As mentioned above, kernel launches are non-blocking and kernel
executions are asynchronous (potentially handles by the execution space
scheduler). Thus, barriers are required where the following code
requires the successful execution of all kernels scheduled. There are
three obvious places where this applies: 1. Around MPI calls, e.g.,
sending a buffer should first be done when the kernel filling the buffer
has finished. In order for the parallel execution to continue (e.g.,
multiple MeshBlocks in multiple device streams) the fence
function of the corresponding execution space needs to be used, i.e.,
pmb->exec_space.fence(); and not the global fence
(Kokkos::fence();). 2. Within a nested parallel regions when using
scratch space. The threads within a team are independent and thus a
member.team_barrier() is required between filling the scratch space
and (re)using it. 3. When collecting the results of a parallel reduction
on a View. Usually parallel_reduce regions are blocking if the
result of the reduction is a host variable (more precisely, of scalar
type), e.g., a simple double (or here a Real). If the result of
the reduction is a View then the region is non-blocking and other
places in the code should ensure that all reductions are finished (e.g.,
calculating the minimum timestep over all MeshBlocks of a single
process. This also applies to hierarchical parallelism, i.e., when an
inner parallel_reduce reduces to a ScratchPadView then a
team_barrier() is required.
- Why do I need to redefine variables preceding a parallel region? 

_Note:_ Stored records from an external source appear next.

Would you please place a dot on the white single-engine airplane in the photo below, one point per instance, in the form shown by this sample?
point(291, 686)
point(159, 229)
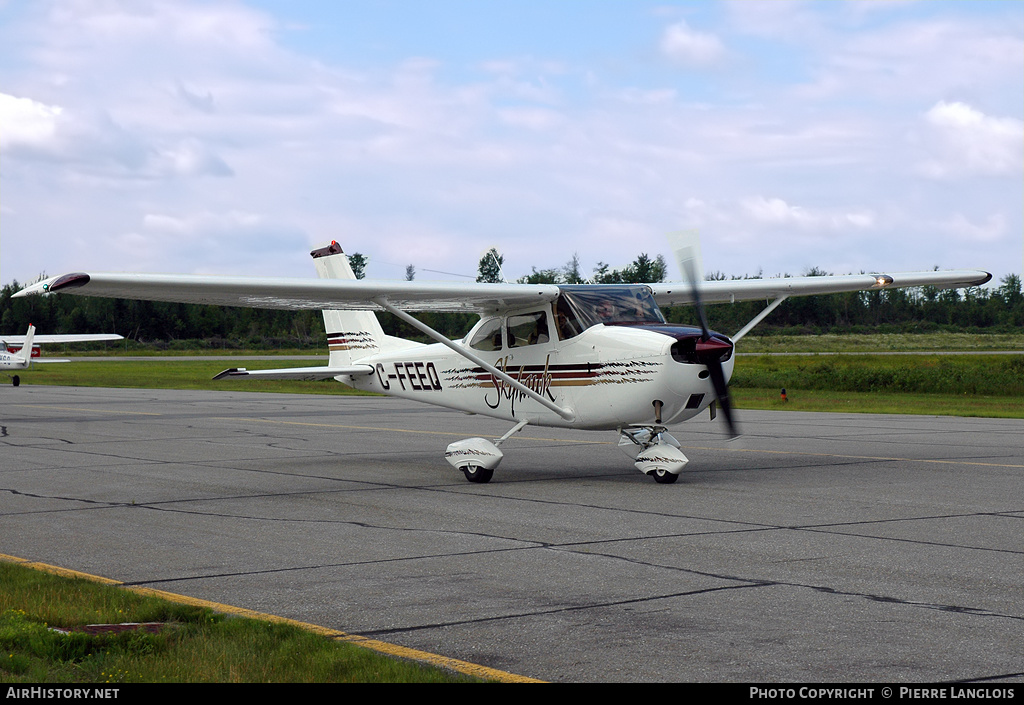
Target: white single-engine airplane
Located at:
point(22, 359)
point(588, 357)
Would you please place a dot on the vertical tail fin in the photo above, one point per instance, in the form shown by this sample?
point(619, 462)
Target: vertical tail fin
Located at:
point(350, 334)
point(26, 353)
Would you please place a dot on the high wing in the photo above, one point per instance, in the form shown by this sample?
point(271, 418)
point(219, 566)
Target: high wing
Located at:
point(71, 337)
point(290, 293)
point(299, 293)
point(753, 289)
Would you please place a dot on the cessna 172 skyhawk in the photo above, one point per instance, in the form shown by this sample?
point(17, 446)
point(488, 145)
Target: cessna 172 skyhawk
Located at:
point(20, 360)
point(588, 357)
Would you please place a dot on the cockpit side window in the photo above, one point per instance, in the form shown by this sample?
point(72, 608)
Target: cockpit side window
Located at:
point(590, 305)
point(487, 336)
point(527, 329)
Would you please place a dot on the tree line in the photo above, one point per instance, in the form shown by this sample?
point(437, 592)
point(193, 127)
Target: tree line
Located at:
point(998, 308)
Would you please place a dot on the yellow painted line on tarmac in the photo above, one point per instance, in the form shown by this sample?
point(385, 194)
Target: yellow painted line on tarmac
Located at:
point(856, 457)
point(375, 645)
point(609, 443)
point(98, 411)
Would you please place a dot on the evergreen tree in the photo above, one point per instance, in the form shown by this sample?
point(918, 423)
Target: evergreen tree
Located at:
point(358, 264)
point(491, 267)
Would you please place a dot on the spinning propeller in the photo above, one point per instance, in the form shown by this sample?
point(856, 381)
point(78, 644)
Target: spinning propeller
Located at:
point(710, 349)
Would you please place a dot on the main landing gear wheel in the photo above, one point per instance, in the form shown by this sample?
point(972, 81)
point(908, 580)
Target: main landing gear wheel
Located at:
point(475, 473)
point(664, 477)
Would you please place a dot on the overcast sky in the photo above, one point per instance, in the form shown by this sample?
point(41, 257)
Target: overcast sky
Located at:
point(230, 137)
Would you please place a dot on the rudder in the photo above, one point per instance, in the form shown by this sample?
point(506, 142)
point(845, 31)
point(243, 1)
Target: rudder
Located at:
point(350, 334)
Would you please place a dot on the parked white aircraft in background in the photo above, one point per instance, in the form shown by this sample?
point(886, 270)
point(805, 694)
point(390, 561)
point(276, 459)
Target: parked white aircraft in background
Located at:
point(22, 359)
point(588, 357)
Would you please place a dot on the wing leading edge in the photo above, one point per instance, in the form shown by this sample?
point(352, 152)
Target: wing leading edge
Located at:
point(753, 289)
point(297, 294)
point(285, 293)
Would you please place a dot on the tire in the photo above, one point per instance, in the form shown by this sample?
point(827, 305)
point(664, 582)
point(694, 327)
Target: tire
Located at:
point(475, 473)
point(664, 477)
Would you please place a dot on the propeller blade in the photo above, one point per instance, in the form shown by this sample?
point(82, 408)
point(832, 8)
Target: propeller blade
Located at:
point(687, 249)
point(722, 391)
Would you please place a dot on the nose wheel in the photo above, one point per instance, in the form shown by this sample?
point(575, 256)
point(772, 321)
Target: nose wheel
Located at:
point(663, 477)
point(476, 473)
point(654, 452)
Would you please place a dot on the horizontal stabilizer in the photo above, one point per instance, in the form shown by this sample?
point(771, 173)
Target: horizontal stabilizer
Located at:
point(301, 373)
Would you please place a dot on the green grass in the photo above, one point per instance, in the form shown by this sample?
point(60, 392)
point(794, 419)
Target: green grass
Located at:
point(958, 385)
point(197, 645)
point(884, 342)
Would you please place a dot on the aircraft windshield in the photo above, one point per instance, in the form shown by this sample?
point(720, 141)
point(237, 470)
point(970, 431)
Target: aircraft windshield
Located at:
point(579, 307)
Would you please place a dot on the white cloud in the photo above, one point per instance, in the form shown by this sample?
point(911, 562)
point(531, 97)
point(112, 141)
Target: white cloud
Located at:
point(965, 142)
point(690, 47)
point(775, 211)
point(28, 124)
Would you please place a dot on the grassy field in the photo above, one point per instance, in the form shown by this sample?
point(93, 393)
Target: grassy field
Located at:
point(194, 644)
point(884, 342)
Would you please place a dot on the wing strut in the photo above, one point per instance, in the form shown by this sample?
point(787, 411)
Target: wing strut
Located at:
point(759, 318)
point(566, 414)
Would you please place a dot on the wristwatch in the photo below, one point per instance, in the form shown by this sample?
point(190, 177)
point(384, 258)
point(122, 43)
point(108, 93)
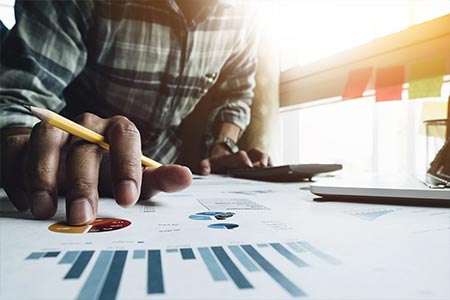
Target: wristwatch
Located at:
point(227, 143)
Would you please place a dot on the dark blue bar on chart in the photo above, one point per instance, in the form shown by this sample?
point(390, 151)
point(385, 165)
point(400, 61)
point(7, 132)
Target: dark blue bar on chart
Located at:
point(232, 270)
point(273, 272)
point(243, 258)
point(155, 283)
point(296, 247)
point(286, 253)
point(52, 254)
point(187, 253)
point(96, 278)
point(211, 264)
point(35, 255)
point(79, 265)
point(112, 281)
point(139, 254)
point(69, 257)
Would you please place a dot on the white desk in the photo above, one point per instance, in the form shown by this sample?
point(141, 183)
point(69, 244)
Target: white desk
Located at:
point(279, 244)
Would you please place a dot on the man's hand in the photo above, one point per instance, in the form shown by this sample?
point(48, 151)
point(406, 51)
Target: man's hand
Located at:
point(222, 160)
point(40, 163)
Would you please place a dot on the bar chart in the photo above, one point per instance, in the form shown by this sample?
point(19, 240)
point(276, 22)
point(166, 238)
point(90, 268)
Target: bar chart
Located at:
point(100, 273)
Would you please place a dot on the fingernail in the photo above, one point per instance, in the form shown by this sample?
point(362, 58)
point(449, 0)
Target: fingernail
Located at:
point(42, 205)
point(80, 212)
point(126, 193)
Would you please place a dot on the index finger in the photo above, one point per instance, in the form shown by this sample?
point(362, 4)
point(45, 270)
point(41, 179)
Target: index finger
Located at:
point(125, 153)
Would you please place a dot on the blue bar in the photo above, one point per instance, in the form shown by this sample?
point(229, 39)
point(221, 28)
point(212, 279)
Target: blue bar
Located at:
point(286, 253)
point(296, 247)
point(35, 255)
point(244, 259)
point(236, 275)
point(273, 272)
point(69, 257)
point(52, 254)
point(319, 253)
point(139, 254)
point(155, 283)
point(79, 265)
point(94, 282)
point(211, 263)
point(187, 253)
point(112, 281)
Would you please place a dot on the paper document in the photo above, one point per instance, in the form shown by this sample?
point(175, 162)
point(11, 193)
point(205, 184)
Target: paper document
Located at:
point(227, 238)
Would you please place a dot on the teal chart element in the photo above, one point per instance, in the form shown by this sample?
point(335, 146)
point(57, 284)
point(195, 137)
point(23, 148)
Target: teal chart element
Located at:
point(223, 226)
point(209, 215)
point(104, 278)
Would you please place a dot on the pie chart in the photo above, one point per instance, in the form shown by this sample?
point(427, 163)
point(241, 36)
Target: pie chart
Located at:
point(99, 225)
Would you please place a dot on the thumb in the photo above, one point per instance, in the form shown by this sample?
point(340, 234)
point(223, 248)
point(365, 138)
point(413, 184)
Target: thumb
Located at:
point(205, 167)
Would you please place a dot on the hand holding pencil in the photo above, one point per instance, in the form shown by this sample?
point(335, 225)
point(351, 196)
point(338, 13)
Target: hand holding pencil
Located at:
point(39, 166)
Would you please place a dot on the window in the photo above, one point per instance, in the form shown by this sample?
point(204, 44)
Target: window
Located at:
point(316, 125)
point(7, 13)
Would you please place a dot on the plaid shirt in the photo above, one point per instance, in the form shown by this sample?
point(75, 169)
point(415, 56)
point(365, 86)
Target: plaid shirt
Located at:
point(142, 59)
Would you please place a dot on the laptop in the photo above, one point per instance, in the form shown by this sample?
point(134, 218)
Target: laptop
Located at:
point(434, 185)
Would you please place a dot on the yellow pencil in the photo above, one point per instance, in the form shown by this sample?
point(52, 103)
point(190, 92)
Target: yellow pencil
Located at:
point(80, 131)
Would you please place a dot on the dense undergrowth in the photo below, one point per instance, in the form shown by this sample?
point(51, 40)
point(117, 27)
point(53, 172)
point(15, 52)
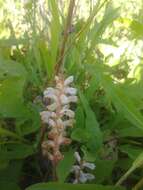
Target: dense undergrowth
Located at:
point(77, 66)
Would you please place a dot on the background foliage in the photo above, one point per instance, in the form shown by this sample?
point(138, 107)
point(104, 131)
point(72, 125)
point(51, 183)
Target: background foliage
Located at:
point(104, 53)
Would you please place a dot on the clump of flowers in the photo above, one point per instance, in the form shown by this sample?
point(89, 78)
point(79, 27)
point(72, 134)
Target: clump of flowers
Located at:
point(79, 170)
point(58, 116)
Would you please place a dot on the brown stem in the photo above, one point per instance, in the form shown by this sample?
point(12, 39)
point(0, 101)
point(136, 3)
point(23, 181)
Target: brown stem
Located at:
point(66, 34)
point(54, 169)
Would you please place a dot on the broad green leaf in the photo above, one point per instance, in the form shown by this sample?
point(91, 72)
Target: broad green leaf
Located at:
point(136, 164)
point(91, 126)
point(12, 81)
point(132, 151)
point(9, 176)
point(122, 101)
point(60, 186)
point(65, 165)
point(101, 167)
point(135, 26)
point(15, 151)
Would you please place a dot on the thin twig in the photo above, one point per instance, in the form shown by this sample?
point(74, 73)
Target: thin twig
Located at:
point(61, 57)
point(66, 34)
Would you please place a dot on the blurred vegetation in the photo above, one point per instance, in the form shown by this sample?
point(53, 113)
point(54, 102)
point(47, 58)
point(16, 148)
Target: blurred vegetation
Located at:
point(104, 53)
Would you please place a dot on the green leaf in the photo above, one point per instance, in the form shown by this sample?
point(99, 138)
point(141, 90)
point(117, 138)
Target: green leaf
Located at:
point(15, 151)
point(9, 176)
point(101, 167)
point(132, 151)
point(135, 26)
point(12, 81)
point(122, 101)
point(91, 126)
point(65, 165)
point(59, 186)
point(55, 34)
point(136, 164)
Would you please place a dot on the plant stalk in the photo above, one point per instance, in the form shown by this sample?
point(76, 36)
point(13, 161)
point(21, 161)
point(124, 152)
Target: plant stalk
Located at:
point(65, 35)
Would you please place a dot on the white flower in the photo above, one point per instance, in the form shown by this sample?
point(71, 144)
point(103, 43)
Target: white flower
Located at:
point(72, 99)
point(64, 99)
point(52, 107)
point(89, 165)
point(80, 175)
point(45, 115)
point(58, 115)
point(68, 123)
point(70, 91)
point(52, 123)
point(77, 157)
point(68, 113)
point(69, 80)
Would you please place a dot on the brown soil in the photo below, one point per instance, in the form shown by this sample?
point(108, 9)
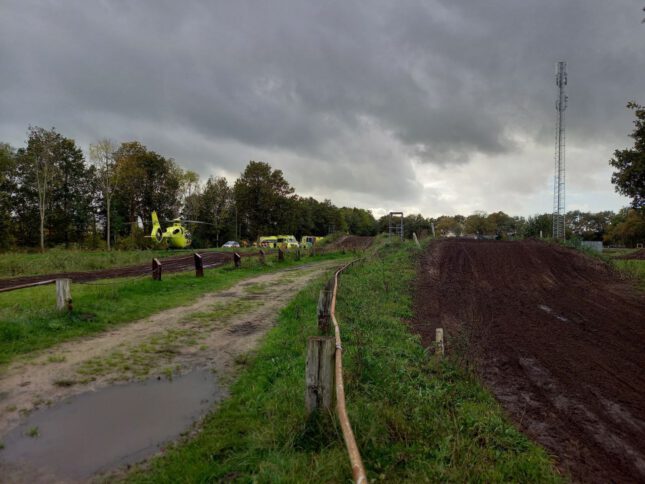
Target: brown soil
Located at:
point(557, 337)
point(351, 242)
point(170, 264)
point(638, 255)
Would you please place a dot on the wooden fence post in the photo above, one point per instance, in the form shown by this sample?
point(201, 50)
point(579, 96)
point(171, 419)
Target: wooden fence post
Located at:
point(319, 392)
point(416, 241)
point(64, 294)
point(156, 270)
point(439, 341)
point(199, 265)
point(324, 302)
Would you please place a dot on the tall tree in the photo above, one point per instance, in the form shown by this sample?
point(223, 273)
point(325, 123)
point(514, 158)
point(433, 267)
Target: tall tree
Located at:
point(73, 191)
point(7, 189)
point(102, 155)
point(215, 208)
point(147, 181)
point(629, 176)
point(262, 197)
point(37, 162)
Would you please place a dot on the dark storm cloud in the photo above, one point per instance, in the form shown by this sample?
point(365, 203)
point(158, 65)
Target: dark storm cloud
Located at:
point(216, 82)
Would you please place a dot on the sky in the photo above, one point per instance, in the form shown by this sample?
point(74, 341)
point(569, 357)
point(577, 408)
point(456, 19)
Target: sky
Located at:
point(432, 107)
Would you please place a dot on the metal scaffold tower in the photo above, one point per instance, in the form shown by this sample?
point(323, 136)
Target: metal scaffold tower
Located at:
point(396, 224)
point(560, 167)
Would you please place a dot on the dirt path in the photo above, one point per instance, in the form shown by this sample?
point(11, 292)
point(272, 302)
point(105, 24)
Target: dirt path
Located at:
point(351, 242)
point(215, 332)
point(557, 336)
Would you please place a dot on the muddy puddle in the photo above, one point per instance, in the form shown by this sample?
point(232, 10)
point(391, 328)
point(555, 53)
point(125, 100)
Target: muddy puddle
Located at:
point(99, 431)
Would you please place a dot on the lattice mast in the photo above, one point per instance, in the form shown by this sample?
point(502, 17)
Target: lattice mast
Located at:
point(560, 166)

The KOKKOS_LAMBDA macro expands into a capture by value [=]
(plus host/device annotations). Thus, class member variables are not
captured directly, but rather this is, see also a related
issue on GitHub. A
redefinition, e.g., auto coarse_coords = this->coarse_coords;
ensures that the desired object is properly captured and available
within the kernel(/parallel region).
- What does - "error: The enclosing parent function ("...") for an extended __host__ __device__ lambda cannot have private or protected access within its class"mean?
This is a current Cuda limitation for extended device lambdas, see Cuda programming guide, and can be “fixed”/addressed by making the function public.